Música permeia nossa existência, e certamente transitar nesse mundo sem se deixar levar por melodias, tornaria nosso passeio por aqui sem sentido. Quando ouvimos aquele som que vai ao encontro do que nos move, ainda conseguimos ter fé na humanidade, seja pela beleza e poesia ou pela mensagem crua e direta, que nos faz pensar o mundo. Mas qual a razão dessa divagação? É muito simples: apenas para reforçar que shows como o do Metá Metá são uma experiência que você deveria considerar na sua vida, como muitos dos que estiveram no Circo Voador no último sábado (14), puderam comprovar.

Mas antes, o público conferiu uma abertura de classe: a banda paulistana de pós-punk As Mercenárias, que fez seu debut na mítica lona a convite do próprio Metá Metá. Uma espécie de acerto de contas até com a história do Circo, que sempre esteve na vanguarda, assim como o grupo liderado por Sandra Coutinho, única integrante que permanece na banda desde a formação em 1982. Vale lembrar que a primeira vez da banda no Rio foi apenas em 2016, o que impressiona considerando os seus mais de 30 anos de história.

Quem compareceu, teve a chance de ver um pouco da história do rock nacional acontecer ao vivo. A banda não deu trégua aos presentes ao longo de uma hora de show, e enquanto o pessoal ainda chegava, o trio formado por Sandra Coutinho (vocal e baixo), Michelle Abu (bateria) e Mari Crestani (guitarra), sem firulas e muita irreverência, atirou à queima-roupa sonzeiras como “Polícia”, “Pânico”, “A honra” e “Inimigo”, que ao vivo ficaram robustas com o vigor do punk.

Mas não apenas a visceralidade do som capta nossa atenção, afinal, como letras escritas há 30 anos podem soar tão contemporâneas? Críticas à segurança pública (“Polícia”), à Igreja dos homens (“Santa Igreja”), à política institucional (“Somos milhões”, “Inimigo”, “Pânico”), reflexão sobre o tempo como bem valioso (“Me perco”) e sobre o narcisismo (“Imagem”), tudo nos parece assustadoramente familiares. Nada como esbravejar contra o que nos incomoda, e o público comungou a catarse lindamente, com pogo, palavrão, caos e toda reverência que a banda merece. Vida longa às Mercenárias!
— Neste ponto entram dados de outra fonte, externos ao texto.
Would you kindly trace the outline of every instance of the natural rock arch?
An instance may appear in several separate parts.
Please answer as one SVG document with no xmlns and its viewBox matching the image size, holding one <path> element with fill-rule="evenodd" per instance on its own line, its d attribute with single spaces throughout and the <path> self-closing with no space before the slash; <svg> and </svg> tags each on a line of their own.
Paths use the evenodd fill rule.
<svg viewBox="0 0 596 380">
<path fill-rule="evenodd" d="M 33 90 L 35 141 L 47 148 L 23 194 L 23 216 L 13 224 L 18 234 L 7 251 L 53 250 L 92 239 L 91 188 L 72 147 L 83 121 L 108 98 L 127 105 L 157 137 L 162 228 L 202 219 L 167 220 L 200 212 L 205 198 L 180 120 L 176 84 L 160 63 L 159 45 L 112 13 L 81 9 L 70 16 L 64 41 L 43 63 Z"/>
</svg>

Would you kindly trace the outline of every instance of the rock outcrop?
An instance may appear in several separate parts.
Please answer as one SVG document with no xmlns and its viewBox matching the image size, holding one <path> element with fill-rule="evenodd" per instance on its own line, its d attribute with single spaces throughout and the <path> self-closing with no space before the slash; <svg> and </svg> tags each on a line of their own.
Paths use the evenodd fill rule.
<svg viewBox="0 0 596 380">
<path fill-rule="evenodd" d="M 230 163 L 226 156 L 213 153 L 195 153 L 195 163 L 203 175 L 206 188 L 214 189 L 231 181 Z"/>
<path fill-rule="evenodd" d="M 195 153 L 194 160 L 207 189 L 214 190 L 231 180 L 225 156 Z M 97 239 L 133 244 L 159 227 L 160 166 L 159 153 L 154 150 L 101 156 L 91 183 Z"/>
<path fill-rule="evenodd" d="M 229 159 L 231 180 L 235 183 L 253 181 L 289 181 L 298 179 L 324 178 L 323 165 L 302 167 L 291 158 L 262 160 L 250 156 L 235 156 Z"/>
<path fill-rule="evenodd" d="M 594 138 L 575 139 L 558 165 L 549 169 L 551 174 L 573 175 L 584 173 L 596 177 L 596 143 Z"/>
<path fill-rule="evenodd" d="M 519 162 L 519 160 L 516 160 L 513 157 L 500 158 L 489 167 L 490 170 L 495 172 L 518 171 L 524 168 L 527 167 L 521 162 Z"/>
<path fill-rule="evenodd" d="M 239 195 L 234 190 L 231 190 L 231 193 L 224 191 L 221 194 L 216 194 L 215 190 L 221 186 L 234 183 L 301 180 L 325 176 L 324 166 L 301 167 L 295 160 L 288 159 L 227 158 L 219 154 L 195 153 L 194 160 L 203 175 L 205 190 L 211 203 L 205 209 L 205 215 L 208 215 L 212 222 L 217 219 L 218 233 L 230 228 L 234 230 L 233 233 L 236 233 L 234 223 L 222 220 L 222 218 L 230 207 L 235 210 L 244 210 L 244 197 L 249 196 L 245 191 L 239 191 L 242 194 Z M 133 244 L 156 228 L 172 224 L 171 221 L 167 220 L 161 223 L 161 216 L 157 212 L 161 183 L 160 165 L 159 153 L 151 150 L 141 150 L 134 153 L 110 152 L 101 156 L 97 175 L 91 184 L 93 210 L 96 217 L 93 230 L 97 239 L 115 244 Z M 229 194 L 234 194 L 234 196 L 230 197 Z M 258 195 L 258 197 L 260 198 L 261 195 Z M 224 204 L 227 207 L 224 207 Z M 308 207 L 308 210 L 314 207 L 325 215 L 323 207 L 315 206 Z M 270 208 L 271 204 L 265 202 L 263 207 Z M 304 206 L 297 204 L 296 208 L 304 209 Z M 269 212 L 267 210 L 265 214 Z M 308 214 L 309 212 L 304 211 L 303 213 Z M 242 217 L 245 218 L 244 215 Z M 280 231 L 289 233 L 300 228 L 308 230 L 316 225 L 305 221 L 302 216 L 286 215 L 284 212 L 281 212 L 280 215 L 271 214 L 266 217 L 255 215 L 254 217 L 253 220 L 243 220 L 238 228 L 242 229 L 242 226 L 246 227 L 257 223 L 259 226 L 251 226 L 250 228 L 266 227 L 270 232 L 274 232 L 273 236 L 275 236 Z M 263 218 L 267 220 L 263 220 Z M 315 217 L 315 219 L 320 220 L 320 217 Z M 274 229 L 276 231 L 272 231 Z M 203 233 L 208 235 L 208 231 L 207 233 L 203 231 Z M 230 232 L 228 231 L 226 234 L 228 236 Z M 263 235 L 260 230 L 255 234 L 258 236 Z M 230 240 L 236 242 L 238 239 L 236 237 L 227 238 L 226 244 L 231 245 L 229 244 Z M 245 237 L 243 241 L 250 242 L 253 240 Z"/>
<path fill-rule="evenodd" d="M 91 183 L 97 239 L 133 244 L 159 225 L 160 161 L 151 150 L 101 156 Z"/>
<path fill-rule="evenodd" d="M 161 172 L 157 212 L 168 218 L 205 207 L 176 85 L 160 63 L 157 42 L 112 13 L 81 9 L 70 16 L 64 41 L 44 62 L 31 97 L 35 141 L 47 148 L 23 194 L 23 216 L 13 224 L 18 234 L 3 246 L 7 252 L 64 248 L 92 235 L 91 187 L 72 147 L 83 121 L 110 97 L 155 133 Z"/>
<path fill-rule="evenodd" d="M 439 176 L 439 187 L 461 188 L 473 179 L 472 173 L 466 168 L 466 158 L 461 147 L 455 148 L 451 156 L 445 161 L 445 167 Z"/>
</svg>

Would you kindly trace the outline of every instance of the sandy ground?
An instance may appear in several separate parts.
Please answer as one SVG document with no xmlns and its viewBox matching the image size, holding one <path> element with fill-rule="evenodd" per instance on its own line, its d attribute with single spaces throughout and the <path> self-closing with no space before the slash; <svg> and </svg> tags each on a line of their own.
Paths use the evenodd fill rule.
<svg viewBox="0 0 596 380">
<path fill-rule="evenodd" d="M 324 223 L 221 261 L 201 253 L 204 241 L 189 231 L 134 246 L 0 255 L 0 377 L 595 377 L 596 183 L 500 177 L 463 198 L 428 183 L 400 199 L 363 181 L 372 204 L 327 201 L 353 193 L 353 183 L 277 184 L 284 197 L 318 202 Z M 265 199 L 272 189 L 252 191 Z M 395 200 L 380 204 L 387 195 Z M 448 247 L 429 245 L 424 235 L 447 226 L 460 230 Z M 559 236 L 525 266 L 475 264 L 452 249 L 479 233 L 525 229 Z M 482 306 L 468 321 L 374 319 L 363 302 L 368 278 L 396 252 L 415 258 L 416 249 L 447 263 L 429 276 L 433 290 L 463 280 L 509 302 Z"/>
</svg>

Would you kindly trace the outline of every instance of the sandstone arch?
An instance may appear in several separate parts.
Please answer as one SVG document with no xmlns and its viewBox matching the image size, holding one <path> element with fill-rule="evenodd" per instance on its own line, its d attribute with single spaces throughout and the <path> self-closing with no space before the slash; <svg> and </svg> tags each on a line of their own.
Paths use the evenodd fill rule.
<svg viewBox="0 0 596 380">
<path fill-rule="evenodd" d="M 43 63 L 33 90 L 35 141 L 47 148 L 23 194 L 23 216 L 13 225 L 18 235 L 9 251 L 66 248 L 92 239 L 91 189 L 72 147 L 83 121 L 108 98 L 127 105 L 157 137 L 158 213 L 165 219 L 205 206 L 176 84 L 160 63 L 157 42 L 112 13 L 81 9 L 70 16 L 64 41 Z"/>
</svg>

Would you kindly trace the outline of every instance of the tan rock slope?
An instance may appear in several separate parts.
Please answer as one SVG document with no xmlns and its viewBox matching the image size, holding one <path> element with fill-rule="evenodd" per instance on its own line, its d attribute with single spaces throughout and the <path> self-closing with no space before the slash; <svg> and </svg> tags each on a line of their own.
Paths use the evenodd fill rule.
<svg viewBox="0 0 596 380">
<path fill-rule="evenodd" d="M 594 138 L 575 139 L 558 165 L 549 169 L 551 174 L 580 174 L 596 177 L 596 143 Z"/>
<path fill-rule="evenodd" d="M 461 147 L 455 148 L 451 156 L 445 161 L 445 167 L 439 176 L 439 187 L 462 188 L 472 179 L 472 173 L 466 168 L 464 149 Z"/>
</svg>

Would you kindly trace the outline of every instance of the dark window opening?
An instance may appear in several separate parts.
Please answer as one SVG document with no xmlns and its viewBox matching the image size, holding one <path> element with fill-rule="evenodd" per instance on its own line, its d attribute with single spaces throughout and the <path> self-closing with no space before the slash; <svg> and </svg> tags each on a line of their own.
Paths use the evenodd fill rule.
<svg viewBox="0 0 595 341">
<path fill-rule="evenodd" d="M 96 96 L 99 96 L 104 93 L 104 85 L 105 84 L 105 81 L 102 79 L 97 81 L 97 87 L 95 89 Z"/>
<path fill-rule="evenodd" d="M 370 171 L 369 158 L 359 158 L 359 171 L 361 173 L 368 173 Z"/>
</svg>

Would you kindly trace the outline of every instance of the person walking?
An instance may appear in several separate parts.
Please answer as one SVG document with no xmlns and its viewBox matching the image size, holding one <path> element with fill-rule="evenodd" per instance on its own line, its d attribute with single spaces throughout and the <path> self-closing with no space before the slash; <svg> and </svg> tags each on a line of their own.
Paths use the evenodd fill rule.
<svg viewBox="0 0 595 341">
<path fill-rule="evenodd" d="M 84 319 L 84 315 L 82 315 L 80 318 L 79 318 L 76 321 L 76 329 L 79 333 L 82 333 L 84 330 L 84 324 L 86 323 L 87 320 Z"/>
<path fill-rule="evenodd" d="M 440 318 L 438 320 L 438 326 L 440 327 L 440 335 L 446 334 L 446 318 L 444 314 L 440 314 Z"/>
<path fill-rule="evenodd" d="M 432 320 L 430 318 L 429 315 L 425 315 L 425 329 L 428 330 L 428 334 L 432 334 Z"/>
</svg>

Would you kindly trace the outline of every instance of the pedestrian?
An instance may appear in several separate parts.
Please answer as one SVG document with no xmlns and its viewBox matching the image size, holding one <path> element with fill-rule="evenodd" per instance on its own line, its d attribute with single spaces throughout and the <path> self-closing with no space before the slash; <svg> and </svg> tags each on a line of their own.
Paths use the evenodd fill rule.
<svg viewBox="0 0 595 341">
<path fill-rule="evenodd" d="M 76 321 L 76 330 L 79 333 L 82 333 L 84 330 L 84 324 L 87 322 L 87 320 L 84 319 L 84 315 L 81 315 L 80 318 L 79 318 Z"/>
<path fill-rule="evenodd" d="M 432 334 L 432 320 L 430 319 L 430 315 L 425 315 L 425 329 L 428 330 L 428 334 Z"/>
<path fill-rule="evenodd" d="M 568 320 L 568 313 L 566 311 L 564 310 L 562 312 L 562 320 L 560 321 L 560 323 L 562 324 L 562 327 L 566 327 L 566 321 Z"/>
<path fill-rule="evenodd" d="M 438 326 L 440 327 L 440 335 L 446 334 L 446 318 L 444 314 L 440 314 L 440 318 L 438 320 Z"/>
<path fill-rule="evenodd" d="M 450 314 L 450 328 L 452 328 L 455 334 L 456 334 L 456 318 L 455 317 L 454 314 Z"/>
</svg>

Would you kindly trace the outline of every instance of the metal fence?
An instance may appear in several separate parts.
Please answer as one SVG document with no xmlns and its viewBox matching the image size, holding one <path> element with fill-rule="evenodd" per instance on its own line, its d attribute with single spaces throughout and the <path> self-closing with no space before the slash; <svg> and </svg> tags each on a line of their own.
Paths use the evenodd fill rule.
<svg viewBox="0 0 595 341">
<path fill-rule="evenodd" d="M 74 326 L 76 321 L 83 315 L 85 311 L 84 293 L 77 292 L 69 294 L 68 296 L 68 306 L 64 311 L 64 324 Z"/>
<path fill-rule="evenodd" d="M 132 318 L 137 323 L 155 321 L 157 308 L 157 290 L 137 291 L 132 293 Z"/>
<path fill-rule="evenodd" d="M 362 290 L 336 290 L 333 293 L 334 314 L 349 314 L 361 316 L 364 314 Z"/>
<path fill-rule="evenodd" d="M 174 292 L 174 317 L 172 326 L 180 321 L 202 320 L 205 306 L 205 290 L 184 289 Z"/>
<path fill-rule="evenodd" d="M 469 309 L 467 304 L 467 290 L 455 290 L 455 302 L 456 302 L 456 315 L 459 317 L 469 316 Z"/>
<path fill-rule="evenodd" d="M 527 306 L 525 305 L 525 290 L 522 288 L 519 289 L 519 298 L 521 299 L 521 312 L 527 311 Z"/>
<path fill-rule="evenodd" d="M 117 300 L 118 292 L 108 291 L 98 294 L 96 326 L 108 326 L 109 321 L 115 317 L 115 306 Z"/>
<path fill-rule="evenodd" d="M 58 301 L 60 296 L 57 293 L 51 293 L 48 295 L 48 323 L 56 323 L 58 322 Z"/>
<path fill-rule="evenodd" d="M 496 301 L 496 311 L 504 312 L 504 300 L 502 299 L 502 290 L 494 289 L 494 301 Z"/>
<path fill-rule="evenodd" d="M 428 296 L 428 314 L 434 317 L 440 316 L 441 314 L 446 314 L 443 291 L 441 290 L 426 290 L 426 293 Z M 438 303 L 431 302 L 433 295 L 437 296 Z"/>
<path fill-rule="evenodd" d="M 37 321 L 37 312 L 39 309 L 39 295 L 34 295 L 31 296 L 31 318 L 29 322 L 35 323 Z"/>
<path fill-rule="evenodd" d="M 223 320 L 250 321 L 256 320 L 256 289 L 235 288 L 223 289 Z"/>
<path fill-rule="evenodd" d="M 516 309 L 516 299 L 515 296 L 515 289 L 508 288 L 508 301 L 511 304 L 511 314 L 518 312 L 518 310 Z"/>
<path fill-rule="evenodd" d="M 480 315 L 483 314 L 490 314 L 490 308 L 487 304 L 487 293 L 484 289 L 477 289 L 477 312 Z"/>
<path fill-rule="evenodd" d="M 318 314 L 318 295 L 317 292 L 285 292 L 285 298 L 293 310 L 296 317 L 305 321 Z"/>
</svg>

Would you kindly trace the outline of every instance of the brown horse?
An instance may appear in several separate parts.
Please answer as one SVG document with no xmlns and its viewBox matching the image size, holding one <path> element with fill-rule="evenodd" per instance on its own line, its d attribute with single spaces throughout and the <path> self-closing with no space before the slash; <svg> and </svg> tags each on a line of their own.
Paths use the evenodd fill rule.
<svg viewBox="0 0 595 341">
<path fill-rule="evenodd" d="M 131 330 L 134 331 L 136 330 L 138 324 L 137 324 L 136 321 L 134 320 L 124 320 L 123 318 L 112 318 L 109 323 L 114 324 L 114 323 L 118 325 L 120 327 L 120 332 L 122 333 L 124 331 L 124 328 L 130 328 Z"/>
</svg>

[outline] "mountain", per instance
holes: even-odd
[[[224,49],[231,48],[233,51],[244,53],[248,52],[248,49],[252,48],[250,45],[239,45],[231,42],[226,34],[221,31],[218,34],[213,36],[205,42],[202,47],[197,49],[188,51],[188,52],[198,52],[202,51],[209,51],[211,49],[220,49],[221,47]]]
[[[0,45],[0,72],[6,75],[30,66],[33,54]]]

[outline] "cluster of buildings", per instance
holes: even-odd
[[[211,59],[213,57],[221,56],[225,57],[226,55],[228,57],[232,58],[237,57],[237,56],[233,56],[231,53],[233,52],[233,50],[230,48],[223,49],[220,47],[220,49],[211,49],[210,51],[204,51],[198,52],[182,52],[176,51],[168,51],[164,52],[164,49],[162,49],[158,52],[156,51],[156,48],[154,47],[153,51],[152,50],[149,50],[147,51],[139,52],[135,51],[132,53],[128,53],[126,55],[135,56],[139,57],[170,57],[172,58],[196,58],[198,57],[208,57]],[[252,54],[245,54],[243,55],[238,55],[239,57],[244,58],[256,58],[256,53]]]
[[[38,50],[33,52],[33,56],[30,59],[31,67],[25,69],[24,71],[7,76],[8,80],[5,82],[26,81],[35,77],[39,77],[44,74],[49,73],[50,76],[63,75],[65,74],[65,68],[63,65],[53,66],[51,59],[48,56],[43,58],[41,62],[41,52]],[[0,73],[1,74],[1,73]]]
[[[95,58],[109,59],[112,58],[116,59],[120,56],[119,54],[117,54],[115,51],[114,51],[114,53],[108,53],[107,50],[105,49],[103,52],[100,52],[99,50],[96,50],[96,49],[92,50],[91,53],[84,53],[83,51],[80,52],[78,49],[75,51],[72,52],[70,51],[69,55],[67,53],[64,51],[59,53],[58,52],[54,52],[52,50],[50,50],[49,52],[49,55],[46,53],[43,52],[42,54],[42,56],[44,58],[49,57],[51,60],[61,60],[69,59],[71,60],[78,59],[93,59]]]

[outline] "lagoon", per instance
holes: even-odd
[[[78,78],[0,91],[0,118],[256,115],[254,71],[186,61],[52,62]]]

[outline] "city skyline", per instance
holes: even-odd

Depois disso, público mais que aquecido e preparado para receber a grande atração da noite. O Metá Metá retornou ao Circo Voador após show em junho de 2016, quando havia acabado de lançar “MM3”, celebrado pela crítica e abraçado pelo público, o que ficou evidente em mais uma apresentação épica na casa.
Ao acompanhar a banda em ação, é possível entender o que arrebata a plateia. A sensação de tomar parte em uma solenidade quase religiosa, faz os presentes se entregarem e serem cúmplices. Afinal, a relação artista-público não estaria próxima de uma espécie de culto? Mas se você não professa uma fé específica, não é empecilho para se deixar levar, basta a fé na boa música.

A voz marcante de Juçara Marçal, guia o coro que celebra a força da espiritualidade, como em “Oya”, “Rainha das Cabeças” ou “São Jorge”; o sax de Thiago França, cria uma atmosfera sofisticada, como na soturna “Três amigos”, ou festiva, como em “Angouleme”; somada à guitarra de Kiko Dinucci, que marca o vigor do rock, que pulsa em faixas como “Imagem do Amor” e “Atotô”. O que poderia ser ousadia ao entrelaçar elementos da música afro, jazz, rock e sons regionais, resulta em uma sonoridade para apreciar com a mente e o coração.

Como não poderia ficar melhor, ao retornar para o bis, As Mercenárias são convocadas ao palco para dividirem “Me perco nesse tempo”, originalmente da banda paulistana, que ganhou uma releitura encorpada do Metá Metá. Ainda houve fôlego para “Toque certeiro” e “São Jorge”, mas o público sedento clamou por mais uma. E em uma espécie de agradecimento, a banda retribuiu com “Tristeza não”, fechando a noite de forma poética, como os versos desta faixa, que de alguma forma, podem resumir a essência da banda: “Corre, anda, rasteja / Peleja sim, coração / Em busca da beleza”.